Warsaw rebuilds, downplays erasure of Jewish community
By Harriet P. Gross

It’s taken me a long time to decide on my last words about visiting Poland. But as we approach the new year, I want to fulfill an earlier promise: to write my Warsaw impressions here for you.
First: The city itself is a modern miracle. After being totally shattered by World War II bombings, it rebuilt quite literally from the ground up, reconstructing the architectural beauty it had boasted earlier.
I stayed in one of the few buildings that actually survived the war intact, now a centrally located hotel. The Polonia Palace, completely gutted and redone inside, is exactly as it used to be outside.
Second: The city seems to have achieved almost total success in downplaying its role in the wartime decimation of a once-huge Jewish community. Before the war, three million Jews called Poland home, and in Warsaw proper, more than 350,000 made up some 30 percent of the city’s population. Less than 1/10th of them survived.
I looked hard and long for a book on the Warsaw Ghetto. The only one I found — a single copy, in a rather standard souvenir shop — is a small, cardboard-bound volume of photos with captions in Polish and English. The pictures are revelatory, the words emotionless.
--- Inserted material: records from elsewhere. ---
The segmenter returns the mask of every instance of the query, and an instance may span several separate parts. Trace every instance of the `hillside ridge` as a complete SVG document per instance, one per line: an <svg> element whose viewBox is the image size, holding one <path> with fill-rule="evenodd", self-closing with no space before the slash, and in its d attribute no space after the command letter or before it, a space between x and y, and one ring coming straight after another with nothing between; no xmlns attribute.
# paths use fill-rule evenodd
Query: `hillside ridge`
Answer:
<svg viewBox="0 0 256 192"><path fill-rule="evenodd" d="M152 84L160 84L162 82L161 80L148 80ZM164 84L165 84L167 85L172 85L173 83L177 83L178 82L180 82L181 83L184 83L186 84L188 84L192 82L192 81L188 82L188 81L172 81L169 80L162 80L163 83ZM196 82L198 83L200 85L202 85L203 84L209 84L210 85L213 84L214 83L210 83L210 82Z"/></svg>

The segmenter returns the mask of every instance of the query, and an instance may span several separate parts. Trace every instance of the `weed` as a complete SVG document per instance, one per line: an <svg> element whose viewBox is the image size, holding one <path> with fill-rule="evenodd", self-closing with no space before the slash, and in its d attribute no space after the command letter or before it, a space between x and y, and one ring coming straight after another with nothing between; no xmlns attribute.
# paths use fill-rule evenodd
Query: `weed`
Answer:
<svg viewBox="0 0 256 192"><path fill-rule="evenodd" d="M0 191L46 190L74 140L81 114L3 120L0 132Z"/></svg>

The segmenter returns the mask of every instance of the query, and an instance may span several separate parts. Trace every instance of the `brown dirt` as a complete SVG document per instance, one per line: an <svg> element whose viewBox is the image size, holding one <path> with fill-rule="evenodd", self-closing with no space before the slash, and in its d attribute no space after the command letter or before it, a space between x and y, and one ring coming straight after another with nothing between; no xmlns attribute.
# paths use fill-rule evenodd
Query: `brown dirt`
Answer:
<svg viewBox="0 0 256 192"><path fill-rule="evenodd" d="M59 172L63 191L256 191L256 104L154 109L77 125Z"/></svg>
Example: Under an evocative shot of three obviously exhausted female resisters, lined up to await who-knows-what’s-coming-next, it says, “The Nazis were surprised by the bravery with which young women fought in the Uprising” — no hint that this trio represents so many who died with honor. Soft tones whitewash harsh realities: As the Ghetto burns, the book reports how “The Warsaw Fire Brigade prevents the fire’s spread to other districts.”
The site of the Umschlagplatz, a railroad loading yard where Jews were gathered for their passage to Treblinka, is described by my invaluable little volume in flat, bloodless English that renders the truth even more horrifyingly real: “This area of roughly 2,400 square metres (my limited facility with math tells me this is something less than 26,000 square feet) at times held 10,000 Jews, without bread or water, for 10-20 hours.” The building nearby, once a hospital, also “served as a holding pen for transported Jews,” I read.
There were no surprises in any of this, although we know in retrospect that our fellow Jews accepted each humiliation and atrocity as it came with the hopeful belief that nothing could possibly get worse; no human mind can conceive the possibility of “worse” in such situations. But the motto of the German army had been emblazoned on the first trains that brought its troops to Warsaw in 1939: “We are going to Poland to thrash the Jews.” The horrors built slowly, inexorably, from that time until the Ghetto rose up in the spring of 1943 … and beyond …
The striking Ghetto Heroes Monument you may have seen at Yad Vashem is actually a copy of the one here in Warsaw’s Muranow district, where new housing construction was intentionally sited upon ghetto rubble. In the front: Uprising leader Mordecai Anielewicz fronting his little band, grenade in hand. In the back: Jew after Jew being marched to death. The memorial’s figures are bronze, but its base is granite — the stone that the Nazis had imported from Sweden to build their eventual “victory tower.”
For some time there’s been a small Jewish museum about two blocks from the Umschlagplatz, but I couldn’t enter it because the area was cordoned off for construction of the new Museum of the History of Polish Jews. After the usual delays, this facility is now set to open for visitors on April 19 of next year, the 70th anniversary of the doomed Ghetto uprising’s start.
There was enough room between the barriers for me to sneak in and say Kaddish beside a few engraved memorial stones located on the torn-up grounds. My tour mates — none of them Jewish — waited patiently in our bus for me, then added their own various prayers afterward. That is a moment I’ll always treasure.
Many people now tout a resurgence of Jewish life throughout Warsaw, but I fear it may be as artificial as what I saw earlier in Krakow: chicken soup served with Klezmer music, concocted for tourists by enterprising non-Jews. (Although I must admit: the cheese-and-potato pierogi I tried in a local Polish restaurant were just like the kreplach my Boubby the Philosopher used to make.)
Anyway, I won’t be returning to find out. I’ve finally decided on my last words: I will never go to Poland again.